Sunday, September 12, 2010

Opportunity Costs

I've reluctant to write this because I think the way of thinking I'm going to argue for here is depressing. It will make you think that you're having less impact on people's lives--which gets distorted into feeling that you are less important. That is most people's visceral reaction. But the upside is that when you use this method to count costs and benefits you (should) be able to better limit costs and create benefits.

Let me start with a story. Angela held a fundraiser at her high school. She and her friends sold 500 cookies for $1 each after school and then sent the money to an NGO that used it to buy 50 children anti-malaria bed nets. Bill wanted to do more. Fundraisers at his school were never going to generate more than a few hundred dollars. But he noticed that there was a competition for high school students to propose a way to "Do Good" and the winner would get $5,000. Bill wrote a proposal to use the $5,000 to buy 300 nets and use the rest to pay to fly to Ghana and distribute them. He won the grant in a close vote over a proposal to spend the money deworming children in Ghana.

Who did more good?

Bill got 300 people nets. Angela only got 50 people nets. Isn't it obvious? No.

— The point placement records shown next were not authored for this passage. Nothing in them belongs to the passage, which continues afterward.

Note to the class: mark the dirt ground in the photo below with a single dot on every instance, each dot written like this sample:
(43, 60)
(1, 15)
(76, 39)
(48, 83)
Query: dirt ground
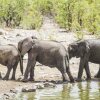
(49, 31)
(42, 73)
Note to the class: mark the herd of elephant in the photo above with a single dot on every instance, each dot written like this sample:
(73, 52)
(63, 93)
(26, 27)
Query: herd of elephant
(52, 54)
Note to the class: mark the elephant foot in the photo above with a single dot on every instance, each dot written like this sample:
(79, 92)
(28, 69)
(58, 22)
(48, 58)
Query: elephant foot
(13, 78)
(5, 78)
(78, 80)
(65, 81)
(88, 78)
(31, 79)
(72, 80)
(97, 76)
(24, 80)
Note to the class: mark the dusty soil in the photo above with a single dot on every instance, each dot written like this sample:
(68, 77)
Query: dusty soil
(49, 31)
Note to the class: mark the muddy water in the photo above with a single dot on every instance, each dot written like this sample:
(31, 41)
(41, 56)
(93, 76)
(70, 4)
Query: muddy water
(77, 91)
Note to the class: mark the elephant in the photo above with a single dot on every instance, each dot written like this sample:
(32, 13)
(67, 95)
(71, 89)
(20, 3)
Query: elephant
(88, 51)
(49, 53)
(10, 56)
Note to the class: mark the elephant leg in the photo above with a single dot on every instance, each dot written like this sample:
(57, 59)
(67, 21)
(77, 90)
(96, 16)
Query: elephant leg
(87, 71)
(98, 73)
(80, 72)
(68, 70)
(32, 71)
(62, 68)
(28, 69)
(8, 72)
(14, 71)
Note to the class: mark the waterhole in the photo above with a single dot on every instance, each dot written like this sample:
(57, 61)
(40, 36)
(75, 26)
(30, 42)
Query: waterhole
(76, 91)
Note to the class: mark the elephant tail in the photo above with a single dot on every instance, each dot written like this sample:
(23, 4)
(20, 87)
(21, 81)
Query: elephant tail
(20, 58)
(21, 64)
(67, 61)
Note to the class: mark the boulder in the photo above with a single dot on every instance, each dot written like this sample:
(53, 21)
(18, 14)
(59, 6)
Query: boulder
(29, 89)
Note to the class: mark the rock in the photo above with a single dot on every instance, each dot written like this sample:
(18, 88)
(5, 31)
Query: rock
(13, 91)
(18, 34)
(48, 84)
(40, 86)
(2, 32)
(0, 76)
(29, 89)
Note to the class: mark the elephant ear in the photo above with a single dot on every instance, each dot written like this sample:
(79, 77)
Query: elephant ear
(25, 45)
(83, 48)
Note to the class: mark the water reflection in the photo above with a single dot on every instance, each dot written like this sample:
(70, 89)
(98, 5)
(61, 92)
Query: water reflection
(76, 91)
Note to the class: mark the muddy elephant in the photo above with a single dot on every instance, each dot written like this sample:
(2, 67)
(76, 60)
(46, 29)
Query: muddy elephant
(49, 53)
(10, 56)
(87, 51)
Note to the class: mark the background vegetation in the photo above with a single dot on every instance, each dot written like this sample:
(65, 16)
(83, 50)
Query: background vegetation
(73, 15)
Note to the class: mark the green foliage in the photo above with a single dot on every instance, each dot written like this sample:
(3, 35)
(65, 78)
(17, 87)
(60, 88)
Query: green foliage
(73, 15)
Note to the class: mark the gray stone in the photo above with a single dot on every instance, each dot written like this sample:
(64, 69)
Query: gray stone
(29, 89)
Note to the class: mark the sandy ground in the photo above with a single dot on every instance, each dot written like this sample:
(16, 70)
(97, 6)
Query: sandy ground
(42, 73)
(49, 31)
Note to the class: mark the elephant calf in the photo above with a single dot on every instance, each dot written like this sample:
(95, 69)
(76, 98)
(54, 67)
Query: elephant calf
(9, 56)
(88, 51)
(49, 53)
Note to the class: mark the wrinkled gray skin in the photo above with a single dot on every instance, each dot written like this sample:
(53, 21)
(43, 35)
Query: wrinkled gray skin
(9, 56)
(87, 51)
(49, 53)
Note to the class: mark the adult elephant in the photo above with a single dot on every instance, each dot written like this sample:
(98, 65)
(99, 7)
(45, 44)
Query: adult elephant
(49, 53)
(87, 51)
(10, 56)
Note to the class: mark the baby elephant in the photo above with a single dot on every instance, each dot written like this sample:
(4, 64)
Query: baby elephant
(87, 51)
(9, 56)
(49, 53)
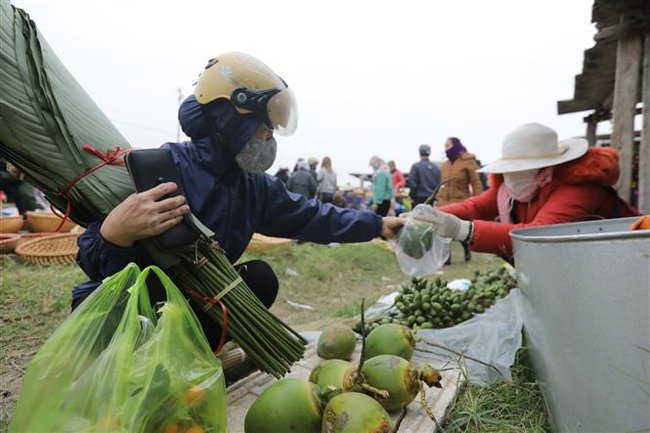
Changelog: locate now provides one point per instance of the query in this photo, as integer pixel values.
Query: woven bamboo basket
(47, 222)
(8, 242)
(26, 237)
(11, 224)
(47, 250)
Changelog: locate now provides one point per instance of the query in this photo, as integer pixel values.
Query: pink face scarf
(521, 187)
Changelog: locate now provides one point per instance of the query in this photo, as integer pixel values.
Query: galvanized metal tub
(586, 312)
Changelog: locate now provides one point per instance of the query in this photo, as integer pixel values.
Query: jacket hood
(599, 165)
(204, 124)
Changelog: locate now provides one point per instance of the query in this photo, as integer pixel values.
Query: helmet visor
(283, 112)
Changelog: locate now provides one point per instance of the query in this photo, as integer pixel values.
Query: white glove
(448, 225)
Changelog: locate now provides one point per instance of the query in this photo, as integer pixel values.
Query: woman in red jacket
(538, 181)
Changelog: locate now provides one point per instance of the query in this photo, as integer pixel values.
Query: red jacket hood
(599, 165)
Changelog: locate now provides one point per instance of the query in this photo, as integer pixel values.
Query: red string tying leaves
(110, 157)
(210, 302)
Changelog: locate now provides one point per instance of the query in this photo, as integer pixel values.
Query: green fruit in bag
(416, 238)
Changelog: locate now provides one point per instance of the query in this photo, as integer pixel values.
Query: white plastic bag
(419, 251)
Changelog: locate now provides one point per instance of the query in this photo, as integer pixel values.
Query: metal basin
(586, 312)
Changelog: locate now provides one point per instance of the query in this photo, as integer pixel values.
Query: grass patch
(34, 300)
(507, 407)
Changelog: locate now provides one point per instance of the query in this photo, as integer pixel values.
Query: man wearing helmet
(238, 105)
(424, 177)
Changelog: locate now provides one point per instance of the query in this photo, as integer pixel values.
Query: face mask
(520, 183)
(258, 155)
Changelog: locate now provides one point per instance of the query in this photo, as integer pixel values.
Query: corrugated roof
(594, 86)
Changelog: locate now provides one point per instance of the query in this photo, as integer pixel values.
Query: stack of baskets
(45, 222)
(9, 237)
(43, 245)
(51, 249)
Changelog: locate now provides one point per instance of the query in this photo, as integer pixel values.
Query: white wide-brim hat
(533, 146)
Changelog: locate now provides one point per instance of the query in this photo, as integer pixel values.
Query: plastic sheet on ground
(492, 337)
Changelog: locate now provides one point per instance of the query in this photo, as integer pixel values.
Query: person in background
(295, 166)
(482, 176)
(302, 182)
(222, 169)
(283, 174)
(327, 184)
(399, 182)
(382, 186)
(424, 177)
(17, 191)
(538, 180)
(313, 165)
(459, 179)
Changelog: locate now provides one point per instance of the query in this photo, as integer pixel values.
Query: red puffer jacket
(580, 190)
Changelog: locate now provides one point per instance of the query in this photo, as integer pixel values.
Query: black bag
(149, 168)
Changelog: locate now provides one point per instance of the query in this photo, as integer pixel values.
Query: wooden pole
(592, 125)
(626, 90)
(644, 150)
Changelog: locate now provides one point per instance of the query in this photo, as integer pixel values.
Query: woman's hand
(448, 225)
(390, 226)
(144, 215)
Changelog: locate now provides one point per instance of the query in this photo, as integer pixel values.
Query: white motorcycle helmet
(251, 87)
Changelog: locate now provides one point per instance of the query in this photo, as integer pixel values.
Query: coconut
(288, 405)
(399, 377)
(336, 342)
(334, 372)
(390, 339)
(353, 412)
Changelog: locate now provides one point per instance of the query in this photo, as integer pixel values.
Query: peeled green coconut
(397, 376)
(289, 405)
(336, 342)
(354, 412)
(390, 339)
(334, 372)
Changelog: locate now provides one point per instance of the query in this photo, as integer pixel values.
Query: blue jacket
(423, 179)
(232, 203)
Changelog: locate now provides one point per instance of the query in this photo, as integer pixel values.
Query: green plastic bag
(115, 365)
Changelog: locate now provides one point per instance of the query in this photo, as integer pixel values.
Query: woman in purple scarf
(459, 179)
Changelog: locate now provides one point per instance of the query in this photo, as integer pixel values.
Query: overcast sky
(370, 77)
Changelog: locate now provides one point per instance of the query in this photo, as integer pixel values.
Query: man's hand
(390, 226)
(142, 216)
(448, 225)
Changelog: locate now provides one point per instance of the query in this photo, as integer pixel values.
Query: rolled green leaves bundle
(52, 130)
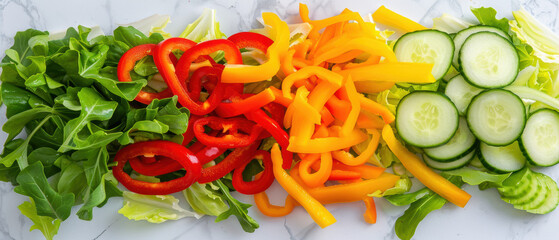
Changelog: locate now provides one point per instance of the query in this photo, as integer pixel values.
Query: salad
(335, 110)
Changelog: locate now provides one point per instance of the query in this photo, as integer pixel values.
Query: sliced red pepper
(251, 40)
(261, 183)
(126, 64)
(232, 161)
(168, 149)
(238, 132)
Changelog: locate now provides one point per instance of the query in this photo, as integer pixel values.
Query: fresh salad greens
(64, 92)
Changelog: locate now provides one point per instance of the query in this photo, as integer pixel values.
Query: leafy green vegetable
(205, 199)
(47, 225)
(236, 208)
(153, 208)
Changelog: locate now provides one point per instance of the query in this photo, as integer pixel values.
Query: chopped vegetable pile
(334, 110)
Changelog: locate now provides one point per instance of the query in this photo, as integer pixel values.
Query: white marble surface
(485, 216)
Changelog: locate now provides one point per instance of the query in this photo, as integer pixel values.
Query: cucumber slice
(552, 199)
(502, 159)
(540, 139)
(426, 119)
(488, 60)
(426, 46)
(540, 197)
(459, 145)
(496, 117)
(462, 35)
(445, 166)
(461, 93)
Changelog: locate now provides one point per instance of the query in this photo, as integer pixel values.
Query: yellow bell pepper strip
(370, 214)
(373, 87)
(348, 159)
(424, 174)
(377, 109)
(366, 171)
(321, 175)
(328, 144)
(263, 204)
(367, 45)
(317, 211)
(276, 51)
(306, 72)
(392, 72)
(389, 18)
(353, 192)
(369, 121)
(353, 96)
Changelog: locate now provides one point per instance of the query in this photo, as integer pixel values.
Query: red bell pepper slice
(251, 40)
(235, 159)
(126, 64)
(238, 132)
(263, 182)
(169, 149)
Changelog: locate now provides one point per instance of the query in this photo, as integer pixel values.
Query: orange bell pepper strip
(369, 121)
(276, 51)
(389, 18)
(353, 96)
(367, 45)
(424, 174)
(353, 192)
(370, 87)
(263, 204)
(392, 72)
(322, 173)
(328, 144)
(370, 214)
(377, 109)
(316, 210)
(348, 159)
(366, 171)
(306, 72)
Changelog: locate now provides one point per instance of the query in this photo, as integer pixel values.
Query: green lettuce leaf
(205, 199)
(47, 225)
(153, 208)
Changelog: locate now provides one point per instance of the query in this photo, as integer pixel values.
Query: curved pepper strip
(126, 64)
(387, 17)
(317, 211)
(377, 109)
(276, 51)
(393, 72)
(423, 173)
(368, 45)
(172, 150)
(263, 204)
(328, 144)
(262, 182)
(235, 159)
(239, 106)
(247, 135)
(323, 172)
(348, 159)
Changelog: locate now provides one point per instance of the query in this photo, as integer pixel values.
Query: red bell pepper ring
(251, 40)
(168, 149)
(261, 183)
(235, 159)
(237, 132)
(126, 64)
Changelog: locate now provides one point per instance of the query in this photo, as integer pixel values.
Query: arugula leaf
(33, 183)
(94, 107)
(236, 208)
(487, 16)
(47, 225)
(153, 208)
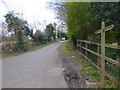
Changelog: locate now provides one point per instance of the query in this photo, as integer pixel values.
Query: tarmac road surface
(37, 69)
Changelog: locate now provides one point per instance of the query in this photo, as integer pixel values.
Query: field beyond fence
(92, 52)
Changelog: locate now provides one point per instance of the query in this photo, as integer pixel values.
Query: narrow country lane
(38, 69)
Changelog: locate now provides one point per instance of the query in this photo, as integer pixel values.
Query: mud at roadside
(71, 74)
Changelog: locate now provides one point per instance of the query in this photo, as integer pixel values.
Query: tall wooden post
(86, 50)
(103, 55)
(98, 59)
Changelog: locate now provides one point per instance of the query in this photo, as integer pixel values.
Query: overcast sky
(33, 10)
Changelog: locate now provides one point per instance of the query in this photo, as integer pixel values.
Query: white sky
(33, 10)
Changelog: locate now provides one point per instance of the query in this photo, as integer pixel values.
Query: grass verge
(87, 68)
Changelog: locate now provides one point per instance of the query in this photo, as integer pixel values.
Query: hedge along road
(38, 69)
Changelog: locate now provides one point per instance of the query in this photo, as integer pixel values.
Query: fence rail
(103, 62)
(80, 46)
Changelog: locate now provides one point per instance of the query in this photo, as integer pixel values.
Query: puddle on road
(56, 71)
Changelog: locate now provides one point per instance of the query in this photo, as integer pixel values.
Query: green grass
(94, 73)
(112, 87)
(30, 50)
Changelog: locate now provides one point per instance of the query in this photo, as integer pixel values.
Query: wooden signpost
(102, 31)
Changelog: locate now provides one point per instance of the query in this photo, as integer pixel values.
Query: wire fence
(92, 52)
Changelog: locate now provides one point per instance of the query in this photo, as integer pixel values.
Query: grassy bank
(30, 50)
(86, 69)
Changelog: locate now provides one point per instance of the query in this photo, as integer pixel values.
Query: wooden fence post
(86, 46)
(103, 55)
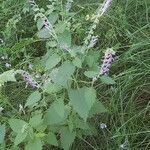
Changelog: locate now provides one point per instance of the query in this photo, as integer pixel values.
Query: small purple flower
(93, 41)
(103, 126)
(68, 5)
(107, 62)
(7, 65)
(125, 144)
(1, 109)
(105, 6)
(29, 80)
(30, 66)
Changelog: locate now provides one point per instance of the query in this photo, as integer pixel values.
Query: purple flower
(106, 4)
(68, 5)
(103, 126)
(29, 80)
(125, 144)
(7, 65)
(1, 109)
(107, 62)
(30, 66)
(93, 41)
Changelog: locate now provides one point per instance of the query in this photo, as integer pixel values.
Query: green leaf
(97, 108)
(20, 137)
(2, 133)
(52, 61)
(53, 17)
(107, 80)
(35, 144)
(82, 100)
(44, 33)
(60, 27)
(51, 139)
(33, 99)
(90, 74)
(21, 44)
(67, 138)
(17, 125)
(64, 39)
(36, 120)
(56, 112)
(77, 62)
(51, 87)
(64, 73)
(7, 76)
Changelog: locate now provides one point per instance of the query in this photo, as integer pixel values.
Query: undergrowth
(74, 74)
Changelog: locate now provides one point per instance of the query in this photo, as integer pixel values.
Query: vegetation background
(125, 28)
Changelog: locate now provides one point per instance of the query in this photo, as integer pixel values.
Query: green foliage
(64, 73)
(73, 100)
(33, 99)
(67, 138)
(56, 113)
(82, 101)
(2, 133)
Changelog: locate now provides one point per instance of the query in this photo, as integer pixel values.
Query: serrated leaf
(77, 62)
(67, 138)
(2, 133)
(35, 144)
(82, 100)
(56, 113)
(44, 33)
(51, 87)
(21, 44)
(97, 108)
(90, 74)
(7, 76)
(60, 27)
(20, 137)
(33, 99)
(52, 61)
(51, 139)
(17, 125)
(64, 39)
(53, 17)
(36, 120)
(107, 80)
(64, 73)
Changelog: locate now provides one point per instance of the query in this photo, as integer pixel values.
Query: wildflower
(21, 109)
(1, 109)
(4, 57)
(125, 144)
(68, 5)
(105, 6)
(7, 65)
(1, 41)
(30, 66)
(100, 11)
(29, 80)
(93, 41)
(107, 62)
(103, 126)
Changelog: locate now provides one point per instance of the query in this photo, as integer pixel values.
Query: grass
(126, 28)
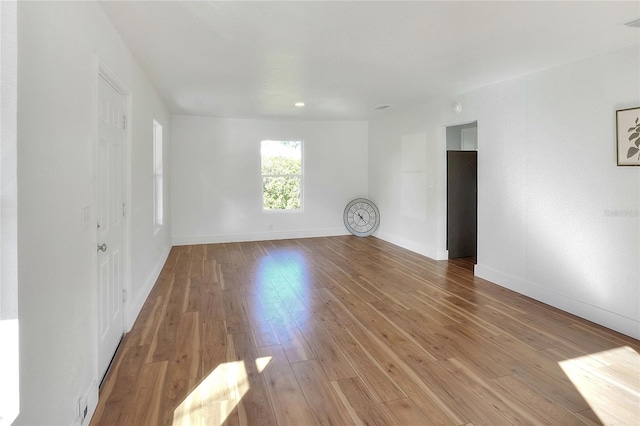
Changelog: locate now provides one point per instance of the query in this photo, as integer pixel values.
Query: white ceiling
(255, 59)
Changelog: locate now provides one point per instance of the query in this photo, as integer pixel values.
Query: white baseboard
(136, 304)
(606, 318)
(258, 236)
(414, 246)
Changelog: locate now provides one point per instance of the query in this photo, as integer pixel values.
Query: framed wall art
(628, 136)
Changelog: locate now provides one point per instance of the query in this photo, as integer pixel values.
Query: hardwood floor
(344, 330)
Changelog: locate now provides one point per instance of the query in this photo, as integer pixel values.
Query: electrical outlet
(85, 215)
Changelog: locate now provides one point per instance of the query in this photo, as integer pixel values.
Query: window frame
(300, 176)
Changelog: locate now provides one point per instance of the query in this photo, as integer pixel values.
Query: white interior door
(109, 161)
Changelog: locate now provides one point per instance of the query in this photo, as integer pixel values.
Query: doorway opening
(462, 192)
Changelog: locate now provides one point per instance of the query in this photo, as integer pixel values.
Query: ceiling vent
(633, 24)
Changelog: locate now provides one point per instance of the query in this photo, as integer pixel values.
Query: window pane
(281, 157)
(281, 193)
(281, 175)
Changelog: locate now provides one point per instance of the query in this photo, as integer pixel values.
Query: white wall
(58, 43)
(390, 184)
(548, 185)
(9, 330)
(217, 187)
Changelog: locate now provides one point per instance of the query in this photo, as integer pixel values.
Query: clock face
(361, 217)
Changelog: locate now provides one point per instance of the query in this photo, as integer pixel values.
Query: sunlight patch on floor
(609, 382)
(217, 395)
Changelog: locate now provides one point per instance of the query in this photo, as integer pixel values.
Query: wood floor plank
(324, 403)
(363, 404)
(145, 409)
(405, 412)
(345, 330)
(289, 404)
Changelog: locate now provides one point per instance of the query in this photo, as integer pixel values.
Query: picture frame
(628, 136)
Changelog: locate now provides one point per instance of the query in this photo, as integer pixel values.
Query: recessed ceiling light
(634, 23)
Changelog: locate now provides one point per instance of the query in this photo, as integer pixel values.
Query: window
(281, 175)
(157, 176)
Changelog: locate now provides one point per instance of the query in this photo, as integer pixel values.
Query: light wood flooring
(345, 330)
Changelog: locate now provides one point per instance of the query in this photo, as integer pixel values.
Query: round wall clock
(361, 217)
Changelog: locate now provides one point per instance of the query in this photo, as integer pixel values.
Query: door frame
(441, 231)
(102, 71)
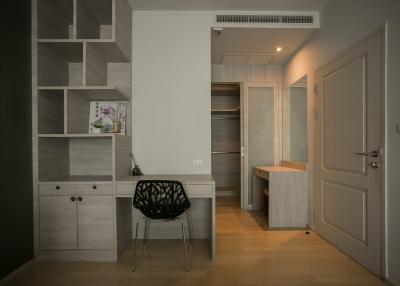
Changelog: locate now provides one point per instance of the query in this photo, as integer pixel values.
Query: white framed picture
(107, 117)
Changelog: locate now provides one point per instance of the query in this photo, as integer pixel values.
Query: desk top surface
(185, 179)
(277, 169)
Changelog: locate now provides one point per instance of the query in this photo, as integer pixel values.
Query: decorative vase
(116, 127)
(96, 130)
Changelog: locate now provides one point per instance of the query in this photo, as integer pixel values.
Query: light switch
(197, 163)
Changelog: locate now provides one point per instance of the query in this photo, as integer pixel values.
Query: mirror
(294, 112)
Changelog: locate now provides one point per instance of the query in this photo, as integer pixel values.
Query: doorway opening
(247, 113)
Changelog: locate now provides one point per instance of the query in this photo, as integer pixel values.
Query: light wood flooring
(247, 254)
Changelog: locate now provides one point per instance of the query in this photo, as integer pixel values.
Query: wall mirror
(294, 112)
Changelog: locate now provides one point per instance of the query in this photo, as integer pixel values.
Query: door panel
(58, 225)
(95, 222)
(349, 121)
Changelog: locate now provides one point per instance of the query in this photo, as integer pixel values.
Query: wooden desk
(287, 191)
(201, 192)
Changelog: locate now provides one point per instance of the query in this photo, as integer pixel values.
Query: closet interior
(225, 138)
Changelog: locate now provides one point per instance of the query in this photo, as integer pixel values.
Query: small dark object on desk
(136, 171)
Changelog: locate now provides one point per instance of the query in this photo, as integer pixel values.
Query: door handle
(374, 165)
(374, 153)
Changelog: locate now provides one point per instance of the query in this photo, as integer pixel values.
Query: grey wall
(298, 124)
(16, 220)
(343, 24)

If it seems like the statement about the number of nets is the end of the story then you've fallen for one of the most pervasive problems in debate. That statement just listed the benefits--and completely ignored the costs.

And in this case that makes all the difference. The real cost of something is the value of what would have happened otherwise. If Angela didn't organize the bake sale she might have spent the extra time playing volleyball. She also might have prevented the Girl Scouts from selling cookies that today. Compared with the value of saving a (many?) lives, those costs are negligible so maybe it's safe to ignore them.

Bill, though, caused the proposal for deworming not to get funded. The deworming plan was probably of comparable value (perhaps more, perhaps less) meaning that while Bill "saved" perhaps 2 lives he also caused 2 lives not to be saved. The benefit was 2 lives, the cost was 2 lives, and the net benefit (benefit - cost) was nothing. Bill's plan may have done nothing make the world a better place, while Angela's almost certainly did.

Angela, by construction, did more good.

That story is just meant to be an example. Of course it's fictional. And of course the assumptions matter. But it's illustrative. Whenever you apply for a grant you're causing someone else not to get it. The net benefit is only the good from your proposal minus the good of the one that would have been funded. If you open a Fair Trade store right next to another store, and you decrease the business of your neighbor by $5,000 a month while only doing $7,000 yourself, then you've only netted $2,000 in Fair Trade sales for the world. (Of course the distribution of the money could be important too--maybe your suppliers are more desperate and benefit more.)

Too much of the time we don't think at the margin.